# Apache2 php

## klaus_harrer

Hallo

Seitdem ich Apache2 geupdatet habe werden PHP Seiten nicht mehr geparst.

Musste erst einmal /etc/apache2/conf/apache2.conf löschen um apache2 zu starten(läuft nun von /etc/apache2/http.conf).

Was ich noch herausbekommen habe ist das VHOST läuft "APACHE2_OPTS="-D DEFAULT_VHOST".
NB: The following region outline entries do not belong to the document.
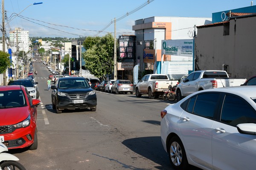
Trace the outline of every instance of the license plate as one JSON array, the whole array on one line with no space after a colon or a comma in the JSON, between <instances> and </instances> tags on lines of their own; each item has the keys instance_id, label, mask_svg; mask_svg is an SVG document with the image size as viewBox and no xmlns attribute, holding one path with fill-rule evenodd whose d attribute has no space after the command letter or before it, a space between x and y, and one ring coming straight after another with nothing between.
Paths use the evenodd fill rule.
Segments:
<instances>
[{"instance_id":1,"label":"license plate","mask_svg":"<svg viewBox=\"0 0 256 170\"><path fill-rule=\"evenodd\" d=\"M83 103L84 102L83 100L76 100L73 101L74 103Z\"/></svg>"},{"instance_id":2,"label":"license plate","mask_svg":"<svg viewBox=\"0 0 256 170\"><path fill-rule=\"evenodd\" d=\"M0 142L4 142L4 136L0 136Z\"/></svg>"}]
</instances>

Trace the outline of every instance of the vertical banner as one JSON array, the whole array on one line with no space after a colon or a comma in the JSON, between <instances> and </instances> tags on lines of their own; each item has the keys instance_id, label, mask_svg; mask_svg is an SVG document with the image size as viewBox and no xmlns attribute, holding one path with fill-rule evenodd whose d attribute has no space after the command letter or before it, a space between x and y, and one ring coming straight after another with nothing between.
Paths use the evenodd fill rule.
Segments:
<instances>
[{"instance_id":1,"label":"vertical banner","mask_svg":"<svg viewBox=\"0 0 256 170\"><path fill-rule=\"evenodd\" d=\"M134 85L138 83L138 74L139 73L139 65L137 64L134 68Z\"/></svg>"},{"instance_id":2,"label":"vertical banner","mask_svg":"<svg viewBox=\"0 0 256 170\"><path fill-rule=\"evenodd\" d=\"M165 62L162 66L161 74L168 74L168 68L169 67L169 62Z\"/></svg>"}]
</instances>

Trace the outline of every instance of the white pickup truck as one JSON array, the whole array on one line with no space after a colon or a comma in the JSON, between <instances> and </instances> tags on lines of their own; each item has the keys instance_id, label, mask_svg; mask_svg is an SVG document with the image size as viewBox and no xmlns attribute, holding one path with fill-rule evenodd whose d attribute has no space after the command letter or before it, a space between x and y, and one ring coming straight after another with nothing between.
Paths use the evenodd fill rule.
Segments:
<instances>
[{"instance_id":1,"label":"white pickup truck","mask_svg":"<svg viewBox=\"0 0 256 170\"><path fill-rule=\"evenodd\" d=\"M246 78L229 77L225 71L201 70L195 71L177 85L175 94L177 102L190 94L203 90L238 86L244 84Z\"/></svg>"},{"instance_id":2,"label":"white pickup truck","mask_svg":"<svg viewBox=\"0 0 256 170\"><path fill-rule=\"evenodd\" d=\"M149 99L158 98L168 91L168 86L172 82L175 85L177 81L170 80L166 74L151 74L144 76L135 87L136 97L148 94Z\"/></svg>"}]
</instances>

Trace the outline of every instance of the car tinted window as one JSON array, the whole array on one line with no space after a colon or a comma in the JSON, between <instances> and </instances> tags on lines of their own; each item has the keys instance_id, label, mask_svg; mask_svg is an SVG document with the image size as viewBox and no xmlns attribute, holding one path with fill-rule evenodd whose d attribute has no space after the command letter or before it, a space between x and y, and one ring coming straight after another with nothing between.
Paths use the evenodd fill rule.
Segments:
<instances>
[{"instance_id":1,"label":"car tinted window","mask_svg":"<svg viewBox=\"0 0 256 170\"><path fill-rule=\"evenodd\" d=\"M130 81L120 81L119 83L121 84L131 84L131 82Z\"/></svg>"},{"instance_id":2,"label":"car tinted window","mask_svg":"<svg viewBox=\"0 0 256 170\"><path fill-rule=\"evenodd\" d=\"M195 73L192 73L189 74L189 76L187 76L186 79L186 82L191 82L193 80L193 77L194 77L194 75Z\"/></svg>"},{"instance_id":3,"label":"car tinted window","mask_svg":"<svg viewBox=\"0 0 256 170\"><path fill-rule=\"evenodd\" d=\"M193 77L193 80L196 80L199 78L200 74L201 74L201 73L200 72L195 73L195 75L194 75L194 77Z\"/></svg>"},{"instance_id":4,"label":"car tinted window","mask_svg":"<svg viewBox=\"0 0 256 170\"><path fill-rule=\"evenodd\" d=\"M203 117L213 118L219 94L205 93L190 99L187 110Z\"/></svg>"},{"instance_id":5,"label":"car tinted window","mask_svg":"<svg viewBox=\"0 0 256 170\"><path fill-rule=\"evenodd\" d=\"M247 82L247 83L246 83L246 85L256 85L256 77L253 78L249 80Z\"/></svg>"},{"instance_id":6,"label":"car tinted window","mask_svg":"<svg viewBox=\"0 0 256 170\"><path fill-rule=\"evenodd\" d=\"M226 95L221 121L233 126L240 123L256 123L256 112L249 103L240 97Z\"/></svg>"}]
</instances>

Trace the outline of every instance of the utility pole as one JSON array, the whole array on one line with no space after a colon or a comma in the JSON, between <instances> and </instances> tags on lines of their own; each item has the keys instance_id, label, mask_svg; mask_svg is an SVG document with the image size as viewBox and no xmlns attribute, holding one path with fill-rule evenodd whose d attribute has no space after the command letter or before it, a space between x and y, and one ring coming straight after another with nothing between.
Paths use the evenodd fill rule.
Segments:
<instances>
[{"instance_id":1,"label":"utility pole","mask_svg":"<svg viewBox=\"0 0 256 170\"><path fill-rule=\"evenodd\" d=\"M3 30L2 32L3 33L3 52L5 52L5 28L4 25L5 24L4 22L5 20L5 11L4 11L4 0L2 0L2 27ZM4 71L3 74L3 85L6 85L6 71Z\"/></svg>"},{"instance_id":2,"label":"utility pole","mask_svg":"<svg viewBox=\"0 0 256 170\"><path fill-rule=\"evenodd\" d=\"M80 41L80 46L79 46L79 50L80 53L80 70L79 72L79 74L80 76L82 76L82 45L81 45L81 43L82 41Z\"/></svg>"},{"instance_id":3,"label":"utility pole","mask_svg":"<svg viewBox=\"0 0 256 170\"><path fill-rule=\"evenodd\" d=\"M19 46L18 45L18 29L16 30L16 79L19 79L20 71L19 70Z\"/></svg>"},{"instance_id":4,"label":"utility pole","mask_svg":"<svg viewBox=\"0 0 256 170\"><path fill-rule=\"evenodd\" d=\"M116 18L114 20L114 79L117 79L117 71L116 63Z\"/></svg>"}]
</instances>

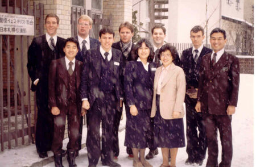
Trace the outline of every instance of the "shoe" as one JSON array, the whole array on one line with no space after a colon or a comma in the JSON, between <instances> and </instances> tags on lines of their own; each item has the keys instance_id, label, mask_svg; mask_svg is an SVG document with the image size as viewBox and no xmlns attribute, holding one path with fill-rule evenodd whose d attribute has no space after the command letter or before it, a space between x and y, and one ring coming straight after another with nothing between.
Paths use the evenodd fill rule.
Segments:
<instances>
[{"instance_id":1,"label":"shoe","mask_svg":"<svg viewBox=\"0 0 256 167\"><path fill-rule=\"evenodd\" d=\"M133 155L128 155L128 159L129 159L129 160L133 160Z\"/></svg>"},{"instance_id":2,"label":"shoe","mask_svg":"<svg viewBox=\"0 0 256 167\"><path fill-rule=\"evenodd\" d=\"M67 151L61 149L61 156L63 157L65 157L65 156L67 155Z\"/></svg>"},{"instance_id":3,"label":"shoe","mask_svg":"<svg viewBox=\"0 0 256 167\"><path fill-rule=\"evenodd\" d=\"M143 165L144 167L153 167L153 166L152 166L147 161L145 161L145 162L142 164L142 165Z\"/></svg>"},{"instance_id":4,"label":"shoe","mask_svg":"<svg viewBox=\"0 0 256 167\"><path fill-rule=\"evenodd\" d=\"M55 167L64 167L62 165L62 156L61 154L54 155L54 164Z\"/></svg>"},{"instance_id":5,"label":"shoe","mask_svg":"<svg viewBox=\"0 0 256 167\"><path fill-rule=\"evenodd\" d=\"M69 167L77 167L75 160L76 159L76 151L68 151L68 157L67 159L68 162L68 166Z\"/></svg>"},{"instance_id":6,"label":"shoe","mask_svg":"<svg viewBox=\"0 0 256 167\"><path fill-rule=\"evenodd\" d=\"M146 158L147 160L150 160L154 158L154 156L158 154L158 149L154 150L150 150L149 153L146 156Z\"/></svg>"},{"instance_id":7,"label":"shoe","mask_svg":"<svg viewBox=\"0 0 256 167\"><path fill-rule=\"evenodd\" d=\"M143 167L143 165L141 163L141 161L136 162L135 161L133 161L133 166L134 167Z\"/></svg>"},{"instance_id":8,"label":"shoe","mask_svg":"<svg viewBox=\"0 0 256 167\"><path fill-rule=\"evenodd\" d=\"M102 165L103 166L109 166L110 167L121 167L121 165L120 165L119 164L117 164L114 161L109 161L109 162L102 162Z\"/></svg>"},{"instance_id":9,"label":"shoe","mask_svg":"<svg viewBox=\"0 0 256 167\"><path fill-rule=\"evenodd\" d=\"M48 155L47 152L39 152L38 151L38 155L41 158L44 158L48 157Z\"/></svg>"}]
</instances>

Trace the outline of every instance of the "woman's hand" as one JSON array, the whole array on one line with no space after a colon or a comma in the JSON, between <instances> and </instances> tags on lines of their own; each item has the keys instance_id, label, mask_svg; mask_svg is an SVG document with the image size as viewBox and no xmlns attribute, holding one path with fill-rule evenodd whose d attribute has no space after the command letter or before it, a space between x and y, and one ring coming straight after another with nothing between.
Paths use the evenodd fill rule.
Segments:
<instances>
[{"instance_id":1,"label":"woman's hand","mask_svg":"<svg viewBox=\"0 0 256 167\"><path fill-rule=\"evenodd\" d=\"M131 105L130 107L130 112L133 116L136 116L138 115L138 110L135 105Z\"/></svg>"},{"instance_id":2,"label":"woman's hand","mask_svg":"<svg viewBox=\"0 0 256 167\"><path fill-rule=\"evenodd\" d=\"M172 118L178 118L180 116L180 112L178 111L174 111L172 112Z\"/></svg>"}]
</instances>

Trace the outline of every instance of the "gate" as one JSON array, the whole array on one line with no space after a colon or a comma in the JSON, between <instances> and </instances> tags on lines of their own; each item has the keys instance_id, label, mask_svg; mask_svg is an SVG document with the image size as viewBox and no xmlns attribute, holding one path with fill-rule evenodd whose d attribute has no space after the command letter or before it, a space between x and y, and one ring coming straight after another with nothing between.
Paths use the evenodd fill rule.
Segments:
<instances>
[{"instance_id":1,"label":"gate","mask_svg":"<svg viewBox=\"0 0 256 167\"><path fill-rule=\"evenodd\" d=\"M35 2L32 6L29 0L0 1L0 12L34 16L35 34L38 25L38 34L42 34L43 5L39 3L37 10ZM30 94L30 78L26 68L27 51L32 37L0 34L2 151L6 148L34 143L36 105L35 94Z\"/></svg>"}]
</instances>

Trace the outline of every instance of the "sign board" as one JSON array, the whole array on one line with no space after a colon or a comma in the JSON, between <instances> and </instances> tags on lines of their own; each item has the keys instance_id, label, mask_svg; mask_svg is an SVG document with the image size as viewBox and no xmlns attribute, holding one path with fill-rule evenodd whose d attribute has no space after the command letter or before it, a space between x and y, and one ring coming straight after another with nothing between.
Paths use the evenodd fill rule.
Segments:
<instances>
[{"instance_id":1,"label":"sign board","mask_svg":"<svg viewBox=\"0 0 256 167\"><path fill-rule=\"evenodd\" d=\"M0 35L34 36L34 16L0 12Z\"/></svg>"}]
</instances>

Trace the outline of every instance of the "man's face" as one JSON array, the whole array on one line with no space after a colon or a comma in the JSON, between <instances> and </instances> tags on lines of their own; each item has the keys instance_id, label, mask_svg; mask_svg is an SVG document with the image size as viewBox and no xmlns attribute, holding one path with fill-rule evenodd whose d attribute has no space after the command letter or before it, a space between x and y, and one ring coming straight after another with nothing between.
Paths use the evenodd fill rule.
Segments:
<instances>
[{"instance_id":1,"label":"man's face","mask_svg":"<svg viewBox=\"0 0 256 167\"><path fill-rule=\"evenodd\" d=\"M224 36L221 32L215 32L210 36L210 43L215 53L224 48L226 42L226 39L224 39Z\"/></svg>"},{"instance_id":2,"label":"man's face","mask_svg":"<svg viewBox=\"0 0 256 167\"><path fill-rule=\"evenodd\" d=\"M120 30L119 34L121 40L124 43L130 42L131 37L133 36L133 32L131 33L131 30L126 27L123 27Z\"/></svg>"},{"instance_id":3,"label":"man's face","mask_svg":"<svg viewBox=\"0 0 256 167\"><path fill-rule=\"evenodd\" d=\"M55 18L47 18L44 26L46 27L46 31L51 36L53 36L57 34L59 24L57 23L57 19Z\"/></svg>"},{"instance_id":4,"label":"man's face","mask_svg":"<svg viewBox=\"0 0 256 167\"><path fill-rule=\"evenodd\" d=\"M89 31L92 29L92 25L90 25L89 21L80 19L77 24L77 30L79 35L81 37L86 37L89 35Z\"/></svg>"},{"instance_id":5,"label":"man's face","mask_svg":"<svg viewBox=\"0 0 256 167\"><path fill-rule=\"evenodd\" d=\"M102 34L101 37L98 37L98 40L101 42L101 47L104 51L108 52L111 49L113 42L114 41L114 36L113 34L109 33Z\"/></svg>"},{"instance_id":6,"label":"man's face","mask_svg":"<svg viewBox=\"0 0 256 167\"><path fill-rule=\"evenodd\" d=\"M79 49L75 43L68 41L63 48L63 51L69 60L73 60L77 54Z\"/></svg>"},{"instance_id":7,"label":"man's face","mask_svg":"<svg viewBox=\"0 0 256 167\"><path fill-rule=\"evenodd\" d=\"M193 43L193 45L196 49L198 49L203 44L203 40L204 39L204 35L203 35L201 31L197 32L193 32L191 31L190 34L190 39Z\"/></svg>"},{"instance_id":8,"label":"man's face","mask_svg":"<svg viewBox=\"0 0 256 167\"><path fill-rule=\"evenodd\" d=\"M162 28L155 28L152 37L153 37L154 44L156 47L161 47L163 45L164 38L166 35Z\"/></svg>"}]
</instances>

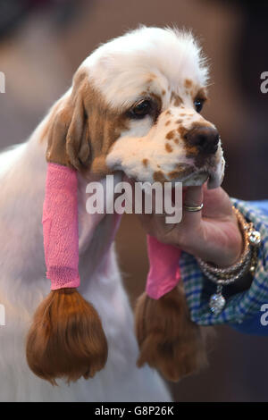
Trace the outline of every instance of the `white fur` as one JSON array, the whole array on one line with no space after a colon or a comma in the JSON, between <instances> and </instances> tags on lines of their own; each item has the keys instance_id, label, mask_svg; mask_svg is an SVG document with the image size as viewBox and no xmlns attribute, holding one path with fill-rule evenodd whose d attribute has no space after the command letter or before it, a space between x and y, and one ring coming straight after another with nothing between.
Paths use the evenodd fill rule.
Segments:
<instances>
[{"instance_id":1,"label":"white fur","mask_svg":"<svg viewBox=\"0 0 268 420\"><path fill-rule=\"evenodd\" d=\"M177 131L179 119L183 120L187 130L193 123L205 122L195 110L191 89L185 87L185 81L189 80L196 88L205 88L208 79L205 60L190 33L142 27L101 46L81 67L88 70L90 81L108 105L121 112L130 109L147 95L162 98L156 123L149 116L133 120L130 128L121 132L108 154L108 167L122 170L130 178L154 182L157 172L166 181L172 181L169 173L178 171L178 164L182 164L195 172L191 177L177 179L184 185L200 185L207 175L209 188L221 184L224 172L221 142L217 153L214 157L209 156L200 170L192 158L186 157L185 143ZM152 76L154 79L148 83ZM181 98L180 106L174 106L172 93ZM166 114L166 111L171 114ZM182 118L180 113L184 114ZM166 126L168 121L171 123ZM176 131L178 144L171 142L172 153L169 153L165 149L166 135L172 130ZM144 159L147 161L147 165L143 164ZM204 175L205 172L207 175Z\"/></svg>"}]
</instances>

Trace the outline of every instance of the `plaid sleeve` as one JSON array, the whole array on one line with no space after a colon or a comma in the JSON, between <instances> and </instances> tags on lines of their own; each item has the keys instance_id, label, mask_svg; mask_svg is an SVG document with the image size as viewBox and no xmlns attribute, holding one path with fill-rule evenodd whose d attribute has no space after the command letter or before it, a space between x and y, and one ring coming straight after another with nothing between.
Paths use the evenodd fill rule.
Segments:
<instances>
[{"instance_id":1,"label":"plaid sleeve","mask_svg":"<svg viewBox=\"0 0 268 420\"><path fill-rule=\"evenodd\" d=\"M261 206L237 199L232 199L232 202L262 235L255 278L247 290L227 298L221 314L213 314L209 299L215 293L216 285L205 277L196 258L183 252L180 267L186 298L191 319L199 325L241 323L259 313L264 303L268 303L268 214ZM265 205L267 208L268 202Z\"/></svg>"}]
</instances>

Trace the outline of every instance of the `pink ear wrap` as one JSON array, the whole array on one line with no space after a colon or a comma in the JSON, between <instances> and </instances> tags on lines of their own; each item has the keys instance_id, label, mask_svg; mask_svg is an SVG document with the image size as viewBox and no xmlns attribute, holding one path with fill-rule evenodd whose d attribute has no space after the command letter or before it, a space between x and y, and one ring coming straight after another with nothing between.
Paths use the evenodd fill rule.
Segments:
<instances>
[{"instance_id":1,"label":"pink ear wrap","mask_svg":"<svg viewBox=\"0 0 268 420\"><path fill-rule=\"evenodd\" d=\"M101 319L76 290L80 282L77 196L77 171L49 163L43 226L46 276L53 291L36 312L27 359L36 374L52 383L57 377L92 377L107 358ZM112 241L120 218L114 214L113 219ZM147 236L147 249L150 271L135 312L140 349L137 364L140 367L147 363L167 379L178 381L205 363L204 345L198 327L190 320L183 290L177 287L180 249L152 236ZM40 348L39 343L44 345Z\"/></svg>"},{"instance_id":2,"label":"pink ear wrap","mask_svg":"<svg viewBox=\"0 0 268 420\"><path fill-rule=\"evenodd\" d=\"M159 242L147 235L150 271L146 291L153 299L159 299L171 291L180 279L179 260L180 249Z\"/></svg>"},{"instance_id":3,"label":"pink ear wrap","mask_svg":"<svg viewBox=\"0 0 268 420\"><path fill-rule=\"evenodd\" d=\"M77 186L77 171L48 164L43 231L52 290L77 288L80 282Z\"/></svg>"}]
</instances>

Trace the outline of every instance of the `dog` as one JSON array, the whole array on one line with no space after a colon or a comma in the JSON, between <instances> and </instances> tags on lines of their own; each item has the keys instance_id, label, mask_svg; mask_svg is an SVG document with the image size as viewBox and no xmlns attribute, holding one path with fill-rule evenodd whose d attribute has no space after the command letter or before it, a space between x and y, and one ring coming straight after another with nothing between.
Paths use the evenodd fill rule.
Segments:
<instances>
[{"instance_id":1,"label":"dog","mask_svg":"<svg viewBox=\"0 0 268 420\"><path fill-rule=\"evenodd\" d=\"M108 173L118 181L126 175L219 186L221 139L200 114L207 80L205 60L190 33L140 27L94 51L29 140L0 155L0 303L6 314L0 327L2 401L172 399L156 371L136 365L132 313L114 246L106 246L113 218L87 213L86 188ZM79 173L80 291L94 302L109 345L105 366L94 378L59 380L57 387L34 374L25 357L33 314L50 289L42 207L52 156Z\"/></svg>"}]
</instances>

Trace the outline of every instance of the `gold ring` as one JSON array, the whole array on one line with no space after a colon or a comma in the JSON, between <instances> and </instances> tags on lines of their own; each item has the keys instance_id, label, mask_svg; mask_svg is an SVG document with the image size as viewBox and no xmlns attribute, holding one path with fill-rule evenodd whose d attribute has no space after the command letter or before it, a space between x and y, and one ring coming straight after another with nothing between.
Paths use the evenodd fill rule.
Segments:
<instances>
[{"instance_id":1,"label":"gold ring","mask_svg":"<svg viewBox=\"0 0 268 420\"><path fill-rule=\"evenodd\" d=\"M200 206L197 206L196 207L184 205L183 208L188 212L200 212L200 210L203 208L203 203Z\"/></svg>"}]
</instances>

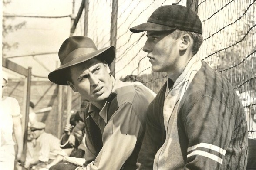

Wäre schön wenn mir jemand weiterhelfen könnte.

MfG

Klaus

----------

## tango

Im Wiki stehen dazu viele Beiträge..

In /etc/apache2/httpd.conf muss PHP geladen werden und ebenso /etc/conf.d/apache2 

Danach ein /etc/init.d/apache2 restart

Und schauen ob es funktioniert, ggf. Logfiles posten...

tango

----------

## Hilefoks

Moin,

 *klaus_harrer wrote:*   

> Was ich noch herausbekommen habe ist das VHOST läuft "APACHE2_OPTS="-D DEFAULT_VHOST".

 

dahinter fehlt dann nur noch ein -D PHP (bzw. -D PHP5)

Mfg Hilefoks

----------

## pablo_supertux

siehe auch https://forums.gentoo.org/viewtopic-p-2742624.html#2742624

----------

## klaus_harrer

Hallo

 *Quote:*   

> 
> 
> In /etc/apache2/httpd.conf muss PHP geladen werden und ebenso /etc/conf.d/apache2 
> 
> 

 

Das ist doch eigentlich nicht ganz richtig, da ja mit "Include /etc/apache2/modules.d/*.conf" alle module geladen werden die im Verzeichnis "/etc/apache2/modules.d/" stehen.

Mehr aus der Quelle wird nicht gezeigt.